Cada tanto nos llega la noticia de que somos el país más feliz del mundo, y eso nos hace muy felices. No sé muy bien de dónde llega esa información, qué tan rigurosa es ni cuáles países entran en la muestra; en Kazajistán, que fue el segundo el año pasado, el presidente ordenó disparar a matar en una protesta (mal indicador de felicidad).
En cambio, se acaba de publicar el ‘Reporte mundial de la felicidad 2021’ y en él, en forma más realista, ocupamos el puesto 55 entre 95; debajito de Montenegro y por encima de Bulgaria. Su principal fuente fue la encuesta mundial Gallup que para definir el grado de felicidad usa la escala de Cantril (psicólogo investigador de opinión pública de la Universidad de Princeton). Se le pide al entrevistado imaginar una escalera de diez escalones y situarse en ella. El cero es la mínima y el 10, la máxima felicidad. La respuesta del entrevistado siempre es rápida y precisa; todo el mundo puede definir cómo se siente, aunque el concepto abstracto de felicidad sea complejo.
En los últimos cuatro años, Finlandia ha ocupado el primer puesto. Eso sorprende no solo a los alegres caribeños, sino a los mismos finlandeses, que cargan con el estereotipo de ser gente introvertida, silenciosa y melancólica.
Los factores que generan felicidad en las sociedades modernas empiezan a ser importantes cuando la pobreza deja de serlo.

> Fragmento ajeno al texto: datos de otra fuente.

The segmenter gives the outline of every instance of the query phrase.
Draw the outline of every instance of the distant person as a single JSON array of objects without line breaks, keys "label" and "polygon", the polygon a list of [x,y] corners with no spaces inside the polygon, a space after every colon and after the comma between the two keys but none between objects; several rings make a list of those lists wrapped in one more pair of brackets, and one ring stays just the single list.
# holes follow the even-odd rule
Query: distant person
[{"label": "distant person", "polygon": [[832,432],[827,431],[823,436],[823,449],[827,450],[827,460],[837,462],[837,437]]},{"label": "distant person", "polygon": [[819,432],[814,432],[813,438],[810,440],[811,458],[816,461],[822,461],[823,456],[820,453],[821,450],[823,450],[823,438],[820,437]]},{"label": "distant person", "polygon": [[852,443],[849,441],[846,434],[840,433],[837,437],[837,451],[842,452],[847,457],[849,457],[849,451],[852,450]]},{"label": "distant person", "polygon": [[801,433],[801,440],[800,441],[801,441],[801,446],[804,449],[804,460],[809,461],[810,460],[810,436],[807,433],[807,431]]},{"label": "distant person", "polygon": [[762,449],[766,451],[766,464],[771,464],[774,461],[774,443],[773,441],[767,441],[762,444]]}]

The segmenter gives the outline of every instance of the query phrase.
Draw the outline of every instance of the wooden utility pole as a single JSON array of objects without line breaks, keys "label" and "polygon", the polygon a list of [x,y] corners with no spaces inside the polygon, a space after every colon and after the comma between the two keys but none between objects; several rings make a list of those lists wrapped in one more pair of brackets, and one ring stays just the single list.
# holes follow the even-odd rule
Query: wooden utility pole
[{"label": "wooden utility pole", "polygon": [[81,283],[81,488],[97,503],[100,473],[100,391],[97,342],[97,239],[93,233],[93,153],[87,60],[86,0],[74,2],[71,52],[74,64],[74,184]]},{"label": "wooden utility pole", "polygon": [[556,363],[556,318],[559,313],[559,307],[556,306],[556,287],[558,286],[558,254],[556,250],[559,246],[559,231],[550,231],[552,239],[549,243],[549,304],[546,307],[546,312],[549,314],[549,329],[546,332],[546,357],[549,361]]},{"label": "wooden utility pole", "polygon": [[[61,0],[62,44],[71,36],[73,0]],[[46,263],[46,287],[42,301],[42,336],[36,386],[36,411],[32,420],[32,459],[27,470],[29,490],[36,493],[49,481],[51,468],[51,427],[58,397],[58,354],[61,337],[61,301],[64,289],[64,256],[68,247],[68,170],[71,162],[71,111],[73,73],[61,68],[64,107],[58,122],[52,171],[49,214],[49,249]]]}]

Durante los últimos años el índice de felicidad en Finlandia ha aumentado consistentemente, mientras que los ingresos se han mantenido constantes (constantemente altos). Eso ha llevado a propuestas para cambiar el PIB/cápita (ingreso promedio) como indicador de felicidad por algún otro que tenga un impacto más directo y causal en ella. El 2018 varios gobiernos –Escocia, Gales, Nueva Zelanda, Islandia y Finlandia– decidieron buscar un nuevo indicador y conformaron una asociación que llamaron WEGo, sigla en inglés de ‘Gobiernos de economía del bienestar’. Hay factores financieros, pero también sociales y psicológicos, que parecen definir mejor que el ingreso, el bienestar y la felicidad.
Entre esos factores están el capital social, las relaciones con los otros de la comunidad y la confianza en ellos; la inequidad, porque la comparación con otros y el sentimiento de ser tratados con injusticia es fuente de infelicidad, y la calidad de las instituciones sociales y la forma como ellas atienden las necesidades de quienes las requieren. Los países nórdicos (todos entre los diez primeros lugares de felicidad) ilustran la importancia de estos factores: la desigualdad económica es baja, la confianza entre las personas es muy alta, y tiene un Estado de bienestar muy efectivo.
Todo eso es cierto, pero también lo es que en la lista de la felicidad los primeros 20 puestos los ocupan países con el más alto PIB/cápita y los últimos 20 naciones con el más bajo. No se puede ser feliz si no se sabe cómo se va a alimentar mañana a los hijos.
Hace unos días leía en una columna en este diario la afirmación de que la inequidad produce hambre. Creo que eso no es rigurosamente cierto. La pobreza es la que produce el hambre. Las dos mayores hambrunas del siglo XX se dieron durante el ‘Gran salto adelante’ de Mao Zedong (entre 25 y 40 millones murieron de hambre de 1958 a 1961) y la hambruna de Ucrania, el ‘Holodomor’ (doce millones) por culpa de Stalin, entre 1932 y 1933. Las dos sucedieron durante los mayores experimentos de igualdad económica que ha hecho la humanidad.
La conclusión es que los factores que generan felicidad en las sociedades modernas empiezan a ser importantes cuando la pobreza deja de serlo. No podremos matricularnos en los países WEGo sin condiciones básicas de ingreso.
Un dato adicional es que en los 10 países más felices, el 17 por ciento de la población está constituida por inmigrantes. Más del doble que en los demás países. Van acá, pues, algunas ideas para los candidatos.